Assistant U.S. Attorney John C. Hueston said Tuesday that without 1,000 hours of briefings and "unflappable, remarkably consistent" testimony by Fastow, the government never would have been able to convict former Enron chief executives Jeffrey K. Skilling and Kenneth L. Lay in a fraud trial that ended earlier this year.

Lay, whose lawyer, Michael W. Ramsey, scowled at Fastow from a seat in the jury box Tuesday, died of heart disease in July. Skilling faces decades in prison when he is sentenced Oct. 23.

The Fastows -- who have two sons, ages 8 and 11 -- and their relatives have already forfeited nearly $30 million to the government, and their lawyer, John W. Keker, said the couple "will be living in a barrel if these civil cases continue." Fastow on Tuesday pledged to help shareholder lawyers recover even more money from companies that he says helped Enron manipulate its financial reports. In recent weeks, Fastow has spent hundreds of hours guiding them through the company's byzantine business partnerships.
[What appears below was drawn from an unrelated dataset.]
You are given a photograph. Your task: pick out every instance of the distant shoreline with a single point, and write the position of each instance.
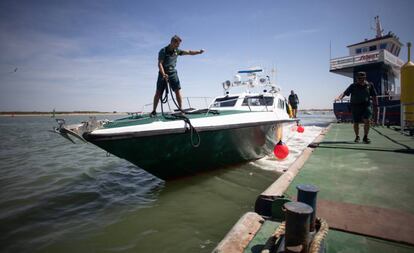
(57, 114)
(85, 113)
"Man cannot earn mercy," the judge said, reading from prepared remarks. "It comes to a man who is shipwrecked, whose back has been broken . . . who finds himself in a conspiracy of circumstances."

Rabbi Shaul Osadchey, who married the Fastows and who appeared at the courthouse with them Tuesday, told reporters that he had spoken to Fastow a day earlier. "I think he felt he was ready to be sentenced, that he was ready to move on and see an end to this."